Intervention de Patrice Anato

Réunion du mercredi 27 novembre 2019 à 15h00
Commission des affaires européennes

Photo issue du site de l'Assemblée nationale ou de WikipediaPatrice Anato, rapporteur :

On ne peut pas faire endosser au droit européen de la concurrence toutes les difficultés que l'on peut rencontrer sur le marché mondial.
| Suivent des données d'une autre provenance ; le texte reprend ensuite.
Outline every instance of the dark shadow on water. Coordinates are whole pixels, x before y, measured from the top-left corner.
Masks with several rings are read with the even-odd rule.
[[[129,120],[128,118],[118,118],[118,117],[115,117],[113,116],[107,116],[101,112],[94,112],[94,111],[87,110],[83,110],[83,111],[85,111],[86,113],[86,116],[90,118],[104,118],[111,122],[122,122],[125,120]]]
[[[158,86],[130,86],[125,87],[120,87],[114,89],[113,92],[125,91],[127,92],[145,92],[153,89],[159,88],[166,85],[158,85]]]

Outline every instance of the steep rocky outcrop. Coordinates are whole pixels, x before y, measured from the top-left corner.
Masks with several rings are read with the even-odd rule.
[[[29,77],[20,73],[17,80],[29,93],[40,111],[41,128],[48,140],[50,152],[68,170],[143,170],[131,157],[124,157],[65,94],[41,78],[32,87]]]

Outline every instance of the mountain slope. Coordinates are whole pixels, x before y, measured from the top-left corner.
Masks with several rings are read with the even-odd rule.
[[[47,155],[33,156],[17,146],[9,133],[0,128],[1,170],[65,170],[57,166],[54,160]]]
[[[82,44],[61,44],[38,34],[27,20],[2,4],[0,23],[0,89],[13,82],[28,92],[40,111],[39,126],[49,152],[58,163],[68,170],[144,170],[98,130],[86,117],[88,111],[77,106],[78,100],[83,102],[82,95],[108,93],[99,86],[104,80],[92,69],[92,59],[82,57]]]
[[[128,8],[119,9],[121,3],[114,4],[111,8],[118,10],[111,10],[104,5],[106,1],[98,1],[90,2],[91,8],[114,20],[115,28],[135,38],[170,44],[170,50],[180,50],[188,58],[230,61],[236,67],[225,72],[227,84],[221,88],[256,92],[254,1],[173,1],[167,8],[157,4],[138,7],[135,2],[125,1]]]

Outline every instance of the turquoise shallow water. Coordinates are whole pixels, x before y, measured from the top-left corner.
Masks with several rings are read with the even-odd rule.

M. Chassaigne souhaitait intégrer la création d'emploi dans les objectifs du droit de la concurrence. Le droit de la concurrence a quatre pans, comme je le rappelais dans la présentation : le contrôle des ententes, l'abus de position dominante, le contrôle des aides d'Etat et le contrôle des concentrations. Je ne pense pas qu'il ait vocation à créer de l'emploi, mais seulement à créer un cadre régulé où la concurrence s'exerce dans de bonnes conditions. On pourrait toutefois mettre en place un outil de suivi pour évaluer par exemple de quelle façon telle concentration a pu affecter l'emploi dans le secteur concerné.

Sur l'extraterritorialité : le droit européen de la concurrence permet aussi de sanctionner des entreprises issues de pays tiers qui auraient une activité sur le marché intérieur européen et qui ne respecteraient pas ce droit.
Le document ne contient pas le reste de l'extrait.